V. Las maneras de hablar de Dios

Las dificultades que aquí surgen son las del recto pensar y hablar sobre Dios. La tradicional teología escolástica ha buscado salir de estas dificultades por la doctrina de la analogía de todo hablar sobre D. (analogía del ser). En ella se da por supuesto que D. es totalmente -> distinto de lo que pueden asir nuestros conceptos y palabras. Partiendo de esta posición negativa, que encierra en sí, sin embargo, la conciencia tácita de la singularidad de Dios, el espíritu se determina a dar el paso de articular el conocimiento positivo ahí contenido mediante conceptos que, si bien por su naturaleza sólo analógicamente pueden aprehender lo divino (cf. Dz 432), sin embargo, dan a nuestro hablar la dirección hacia el misterio de D. y le confieren por ello un auténtico sentido. Así los enunciados sobre el ser personal de D. o sobre sus atributos tocan una verdadera realidad de D., pero no pueden aceptar ni expresar, por razón de la disparidad en medio de la semejanza, el modo de esta realidad.
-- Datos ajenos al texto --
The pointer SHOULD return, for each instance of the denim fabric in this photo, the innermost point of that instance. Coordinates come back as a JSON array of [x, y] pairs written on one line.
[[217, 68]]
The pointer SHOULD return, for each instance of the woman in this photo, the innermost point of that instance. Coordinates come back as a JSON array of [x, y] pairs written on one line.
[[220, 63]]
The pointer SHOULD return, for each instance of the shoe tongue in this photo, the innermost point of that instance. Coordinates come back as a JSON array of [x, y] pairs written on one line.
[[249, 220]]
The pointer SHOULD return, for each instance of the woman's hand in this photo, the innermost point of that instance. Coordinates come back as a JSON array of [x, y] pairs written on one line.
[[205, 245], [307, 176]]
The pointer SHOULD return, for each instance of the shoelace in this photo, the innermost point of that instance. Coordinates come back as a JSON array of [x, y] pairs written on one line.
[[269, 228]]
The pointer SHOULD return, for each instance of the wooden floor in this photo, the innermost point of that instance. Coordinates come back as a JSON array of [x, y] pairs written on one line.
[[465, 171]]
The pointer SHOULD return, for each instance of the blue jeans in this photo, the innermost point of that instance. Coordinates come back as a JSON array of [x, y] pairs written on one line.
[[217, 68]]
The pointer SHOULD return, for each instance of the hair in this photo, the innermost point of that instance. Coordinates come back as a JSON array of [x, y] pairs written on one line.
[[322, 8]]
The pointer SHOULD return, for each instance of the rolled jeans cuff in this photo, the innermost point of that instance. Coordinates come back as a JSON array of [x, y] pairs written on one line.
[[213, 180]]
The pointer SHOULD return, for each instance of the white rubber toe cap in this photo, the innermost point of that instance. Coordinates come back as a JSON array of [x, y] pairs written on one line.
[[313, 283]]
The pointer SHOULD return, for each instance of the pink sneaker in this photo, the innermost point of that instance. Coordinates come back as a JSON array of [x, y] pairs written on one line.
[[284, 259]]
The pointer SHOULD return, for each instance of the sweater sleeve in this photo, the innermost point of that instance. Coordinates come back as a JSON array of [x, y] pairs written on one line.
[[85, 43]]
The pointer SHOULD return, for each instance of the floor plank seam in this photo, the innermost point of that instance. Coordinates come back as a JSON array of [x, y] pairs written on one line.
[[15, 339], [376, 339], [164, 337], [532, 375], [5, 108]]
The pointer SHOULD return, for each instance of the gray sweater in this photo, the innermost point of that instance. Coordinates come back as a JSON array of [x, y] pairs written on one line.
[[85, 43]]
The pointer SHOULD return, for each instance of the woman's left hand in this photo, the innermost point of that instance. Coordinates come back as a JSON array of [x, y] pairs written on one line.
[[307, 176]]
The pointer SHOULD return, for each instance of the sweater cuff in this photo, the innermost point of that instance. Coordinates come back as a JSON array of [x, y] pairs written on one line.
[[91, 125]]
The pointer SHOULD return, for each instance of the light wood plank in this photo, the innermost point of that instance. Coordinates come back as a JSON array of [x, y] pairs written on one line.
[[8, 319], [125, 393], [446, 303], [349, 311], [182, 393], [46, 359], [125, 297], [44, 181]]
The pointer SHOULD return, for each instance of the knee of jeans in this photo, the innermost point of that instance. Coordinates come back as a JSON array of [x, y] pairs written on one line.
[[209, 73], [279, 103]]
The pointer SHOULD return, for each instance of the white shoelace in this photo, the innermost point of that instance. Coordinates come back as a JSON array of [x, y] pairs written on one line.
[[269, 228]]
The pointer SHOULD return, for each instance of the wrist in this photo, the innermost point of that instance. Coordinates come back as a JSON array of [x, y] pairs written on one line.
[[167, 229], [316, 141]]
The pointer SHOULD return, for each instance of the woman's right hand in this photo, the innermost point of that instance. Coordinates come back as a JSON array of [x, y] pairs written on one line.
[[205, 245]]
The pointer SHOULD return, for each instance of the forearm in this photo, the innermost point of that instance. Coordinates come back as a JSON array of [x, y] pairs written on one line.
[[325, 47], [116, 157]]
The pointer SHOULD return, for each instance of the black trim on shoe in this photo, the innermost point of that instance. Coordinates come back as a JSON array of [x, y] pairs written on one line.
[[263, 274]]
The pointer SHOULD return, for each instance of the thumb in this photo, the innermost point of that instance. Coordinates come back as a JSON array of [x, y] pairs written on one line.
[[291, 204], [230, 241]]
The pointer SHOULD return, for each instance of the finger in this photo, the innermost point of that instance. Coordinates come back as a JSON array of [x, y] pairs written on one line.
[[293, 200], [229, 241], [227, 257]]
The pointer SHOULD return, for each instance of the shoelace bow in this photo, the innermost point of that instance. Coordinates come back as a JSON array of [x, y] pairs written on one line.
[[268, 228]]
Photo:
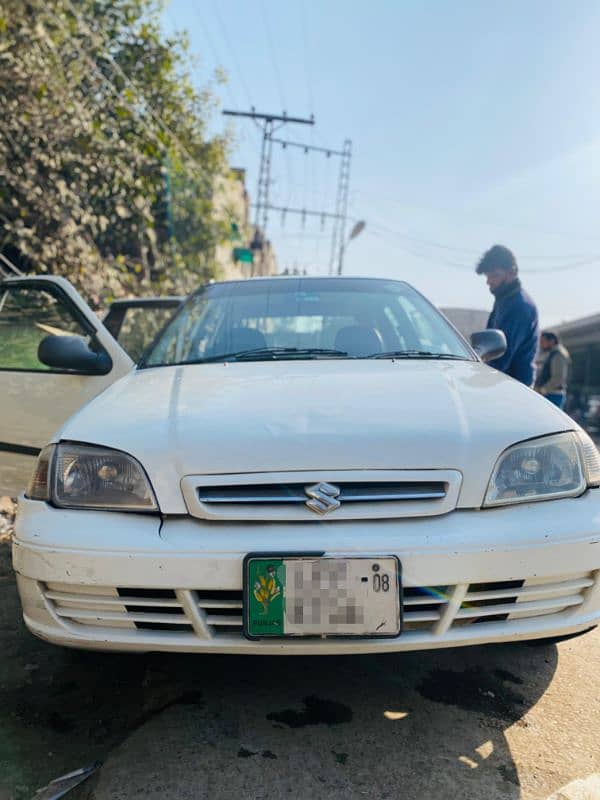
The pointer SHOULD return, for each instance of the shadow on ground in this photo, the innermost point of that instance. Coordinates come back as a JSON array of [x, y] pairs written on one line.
[[418, 725]]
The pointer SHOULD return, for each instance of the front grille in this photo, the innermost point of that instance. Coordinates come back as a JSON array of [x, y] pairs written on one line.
[[212, 613], [375, 494], [349, 493]]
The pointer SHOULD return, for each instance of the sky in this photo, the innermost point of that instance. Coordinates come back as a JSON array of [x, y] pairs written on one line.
[[472, 123]]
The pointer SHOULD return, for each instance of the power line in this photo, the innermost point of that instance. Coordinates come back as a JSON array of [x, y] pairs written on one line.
[[233, 52], [307, 61], [263, 206], [217, 59], [272, 54], [432, 259]]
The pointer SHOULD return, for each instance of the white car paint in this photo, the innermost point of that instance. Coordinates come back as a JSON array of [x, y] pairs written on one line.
[[35, 404], [317, 420]]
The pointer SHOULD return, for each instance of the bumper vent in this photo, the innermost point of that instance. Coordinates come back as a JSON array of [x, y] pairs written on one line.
[[429, 611]]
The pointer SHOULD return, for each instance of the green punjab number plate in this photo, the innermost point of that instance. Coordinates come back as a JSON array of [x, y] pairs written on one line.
[[292, 595]]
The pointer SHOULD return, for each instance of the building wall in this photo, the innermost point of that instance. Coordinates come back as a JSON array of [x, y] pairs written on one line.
[[467, 320], [232, 204]]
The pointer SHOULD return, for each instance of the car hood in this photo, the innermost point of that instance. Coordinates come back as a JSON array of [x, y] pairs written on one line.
[[314, 415]]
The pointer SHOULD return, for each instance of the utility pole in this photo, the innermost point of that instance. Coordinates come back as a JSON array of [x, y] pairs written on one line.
[[338, 238], [269, 126]]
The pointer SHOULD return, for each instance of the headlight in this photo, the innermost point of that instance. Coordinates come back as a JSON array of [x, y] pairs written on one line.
[[540, 469], [84, 476]]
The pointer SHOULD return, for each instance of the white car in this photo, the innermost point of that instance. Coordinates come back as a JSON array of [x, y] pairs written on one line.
[[297, 465]]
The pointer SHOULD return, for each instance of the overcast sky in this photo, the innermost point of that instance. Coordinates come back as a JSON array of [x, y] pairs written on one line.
[[471, 122]]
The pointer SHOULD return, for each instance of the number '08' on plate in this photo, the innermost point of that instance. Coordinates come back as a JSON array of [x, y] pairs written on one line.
[[291, 595]]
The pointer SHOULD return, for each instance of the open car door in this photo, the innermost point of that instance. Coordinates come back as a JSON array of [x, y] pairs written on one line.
[[35, 397]]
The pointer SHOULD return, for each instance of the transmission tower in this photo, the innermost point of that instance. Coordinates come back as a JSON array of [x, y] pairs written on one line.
[[338, 236], [261, 211]]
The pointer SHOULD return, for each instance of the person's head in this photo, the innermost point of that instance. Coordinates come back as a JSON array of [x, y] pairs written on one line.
[[499, 266], [548, 340]]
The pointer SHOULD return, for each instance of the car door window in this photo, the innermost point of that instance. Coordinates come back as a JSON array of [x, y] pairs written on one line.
[[28, 315]]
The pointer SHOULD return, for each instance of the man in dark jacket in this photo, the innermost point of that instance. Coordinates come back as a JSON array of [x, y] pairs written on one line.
[[514, 313]]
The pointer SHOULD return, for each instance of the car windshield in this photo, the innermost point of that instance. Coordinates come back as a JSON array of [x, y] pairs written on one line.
[[305, 318]]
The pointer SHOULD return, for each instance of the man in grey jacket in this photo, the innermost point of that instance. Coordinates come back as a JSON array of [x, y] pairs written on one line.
[[552, 378]]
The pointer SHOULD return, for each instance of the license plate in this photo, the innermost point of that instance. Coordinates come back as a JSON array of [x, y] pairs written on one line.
[[306, 595]]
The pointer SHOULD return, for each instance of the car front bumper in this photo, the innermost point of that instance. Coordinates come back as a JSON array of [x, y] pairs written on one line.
[[112, 581]]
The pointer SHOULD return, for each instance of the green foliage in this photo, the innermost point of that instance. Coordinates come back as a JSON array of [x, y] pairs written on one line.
[[107, 173]]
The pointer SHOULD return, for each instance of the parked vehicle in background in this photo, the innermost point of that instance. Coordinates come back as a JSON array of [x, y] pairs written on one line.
[[296, 466]]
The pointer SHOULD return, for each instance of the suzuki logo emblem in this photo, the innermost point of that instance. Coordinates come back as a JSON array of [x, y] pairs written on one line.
[[322, 498]]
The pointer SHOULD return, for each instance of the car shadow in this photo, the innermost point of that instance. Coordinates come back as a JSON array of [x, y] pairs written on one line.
[[417, 724]]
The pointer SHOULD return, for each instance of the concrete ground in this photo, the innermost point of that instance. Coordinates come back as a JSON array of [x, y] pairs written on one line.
[[510, 721]]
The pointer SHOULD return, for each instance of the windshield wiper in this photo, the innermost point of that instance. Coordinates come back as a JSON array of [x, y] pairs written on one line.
[[270, 352], [417, 354]]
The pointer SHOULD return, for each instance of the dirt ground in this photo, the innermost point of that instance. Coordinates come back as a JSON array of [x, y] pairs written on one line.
[[509, 721]]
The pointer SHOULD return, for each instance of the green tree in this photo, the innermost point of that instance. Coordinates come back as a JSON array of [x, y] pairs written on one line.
[[107, 173]]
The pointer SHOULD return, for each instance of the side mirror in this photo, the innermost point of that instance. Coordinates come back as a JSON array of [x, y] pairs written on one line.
[[73, 353], [489, 344]]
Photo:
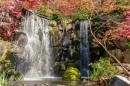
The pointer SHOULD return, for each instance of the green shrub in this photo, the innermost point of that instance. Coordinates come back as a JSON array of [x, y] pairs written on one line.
[[103, 68], [56, 17]]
De lo contrario, el hablar sobre D. carecería completamente de fin y sentido y se pararía en un agnosticismo perfecto que, en la cuestión de D., lleva siempre al ateísmo.

Mas como el pensamiento analógico, a pesar de la desigualdad en la semejanza, tiende a definir a Dios con precisión y a delimitar en su singularidad al que lo envuelve todo, o incluso a deslindar partes del que, por su esencia, es indivisible; en el hablar sobre D. se requiere un complemento mediante los predicados dialécticos, los cuales, por razón de la grandeza de lo divino, no lo miran desde un solo punto y dirección, sino desde muchos puntos, incluso antitéticos, y en direcciones diversas. Ya el pensamiento analógico, al resaltar la semejanza en la disparidad, contiene en sí un factor dialéctico. Por otra parte, los predicados dialécticos que, p. ej., presentan la divinidad de D. a par como oculta y manifiesta, transcendente e inmanente, absoluta y momento de la historia, teocéntrica y antropocéntrica; no pueden prescindir del ingrediente analógico en sus respectivas denominaciones. Esto puede llevar además a que los predicados sobre D., referidos siempre a una determinada forma de pensar, sean mejor conocidos en su insuficiencia y queden abiertos para ser completados por otra forma de pensar.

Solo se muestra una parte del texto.